The Kenyan exporter says its avocado business saw a major dowturn in profits last year
Kenyan avocado exporter Kakuzi has reported a pre-tax loss of Ksh167mn (€1.2mn) for 2024.
The firm blamed the poor result on various challenges including disruption to its shipping routes, a strengthening of the Kenyan shilling against the US dollar, a fall in export volumes, and adverse weather conditions.
In contrast, the firm posted a Ksh455.6mn (€3.26mn) net profit in 2023 and an even better result of Kshs845.8mn (€6.06mn) in 2022.
According to the company, the strengthening of the Kenyan shilling resulted in additional foreign exchange losses of Ksh197mn (€1.41mn) against its US dollar holdings, compared with foreign exchange gains of Ksh118mn (€0.85mn) in 2023.
Kakuzi managing director Chris Flowers said the only alternative shipping route from Kilindini, around the Cape of Good Hope in South Africa, added a further two weeks to the shipping times, which significantly continued to impact the quality of fruits arriving in Europe.
He added that the company’s avocado profits had decreased to Ksh361mn (€2.59mn), down from Ksh1.37bn (€9.81bn) posted in the previous year, and that lower, weather-affected avocado yields meant exports closed at 2.22mn cartons, down from 3.07mn cartons in 2023.
“The results reflect a number of challenges, including the excessive rainfall experienced in early 2024, which caused waterlogging, hampering fruit production. Consequently, fruit volumes for both Hass and Pinkerton avocados decreased by 23 per cent and 19 per cent, respectively,” Flowers said.
He added: “The Kenya shilling also strengthened by 15 per cent against the euro, which averaged Ksh140 during the avocado export season, resulting in lower shilling revenues compared to the previous year when the euro averaged Ksh162.”
Kakuzi’s macadamia division fared better, posting a pre-tax profit of Ksh69mn (€490,000) in 2024, compared with a Ksh354mn (€2.54mn) loss in the previous year.
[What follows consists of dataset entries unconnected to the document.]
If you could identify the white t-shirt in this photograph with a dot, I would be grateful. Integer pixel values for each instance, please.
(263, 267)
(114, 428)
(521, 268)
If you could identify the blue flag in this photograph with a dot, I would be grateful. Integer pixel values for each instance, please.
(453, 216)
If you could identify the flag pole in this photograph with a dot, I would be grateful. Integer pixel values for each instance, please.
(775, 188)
Likewise, its forestry and livestock division posted a higher profit.
Flowers said the group had “activated mitigation strategies” to reduce the impact of logistical challenges by adapting to the longer delivery lead times. “Whilst we hope that the geopolitical tension in the Middle East will ease, we must plan to continue with the rerouted logistics in 2025, and Kakuzi is doing all it can to focus on delivering quality products to the company’s customers,” he said.
Kakuzi chairman Nicholas Ng’ang’a noted: “To reduce our dependency on European markets, it is essential for both public and private stakeholders in Kenya’s avocado sector to explore high-value new markets. While China and India hold potential, their current demand is still relatively low compared to Europe’s. As the largest consumer of avocados globally, the North American region must be considered a future target for Kenya’s exports.”
He continued: “In 2024, the US consumed 1.3mn metric tonnes of avocados, compared to 0.9mn metric tonnes in Europe, with over 80 per cent of its avocados sourced from Mexico. The North American market presents a significant opportunity for Kenya.”
He stressed that Kakuzi would continue to use agricultural technology solutions to maximise yields.